That "answer" is dishonest. I only needed the first point to reach that conclusion. It is supposed to be about "su command replacement", what leads to believe that 'su' should not be used on systems with systemd. According to the author: "[Lennart Poettering] explains that 'you can use su and sudo as before, but don't expect that it will work in full'", what leads to believe that systemd has forced 'su' to lose features. One click on the provided link and you discover that the author removed the last four words in Lennart Poettering's sentence, which is, in full:

Well, you can use su and sudo as before, but don't expect that it will work in full, because it never did.
https://github.com/systemd/systemd/issues/825#issuecomment-127957710

Lennart Poettering explains:

['su' is] supposed to open a new session and change a number of execution context parameters (uid, gid, env, ...), and on the other it's supposed to inherit a lot concepts from the originating session (tty, cgroup, audit, ...). Since this is so weakly defined it's a really weird mix&match of old and new paramters.
https://github.com/systemd/systemd/issues/825#issuecomment-127917622

That part is, again, stripped out from a quote in Stack Exchange's answer. The quote only keeps the statement that follows: "su is really a broken concept", as if that blunt affirmation was not justified. How honest is that?

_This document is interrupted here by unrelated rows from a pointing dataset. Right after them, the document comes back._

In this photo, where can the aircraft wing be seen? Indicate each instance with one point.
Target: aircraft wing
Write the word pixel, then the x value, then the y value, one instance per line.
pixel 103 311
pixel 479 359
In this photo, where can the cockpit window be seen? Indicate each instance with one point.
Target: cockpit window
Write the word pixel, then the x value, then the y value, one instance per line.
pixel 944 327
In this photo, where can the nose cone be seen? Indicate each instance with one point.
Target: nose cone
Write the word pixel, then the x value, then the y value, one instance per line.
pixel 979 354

Notice that 'man su' does not say otherwise:

The current environment is passed to the new shell. The value of $PATH is reset to /bin:/usr/bin for normal users, or /sbin:/bin:/usr/sbin:/usr/bin for the superuser.

'machinectl shell' does *not* "replace" 'su'. 'su' works exactly the same whatever the init system, including systemd. 'machinectl shell' is a new feature. Nobody is forced to use it. Unlike 'su', it provides a shell that inherits nothing from the originated session, i.e., the same shell the user would get logging in "normally".

https://wiki.debian.org/Debate/initsystem/ is good material to compare init systems: defenders of every popular init system argue in their respective favors and criticizes the other init systems. The arguments are mainly technical, harder to understand than lies such as "systemd replaces good ol' 'su'".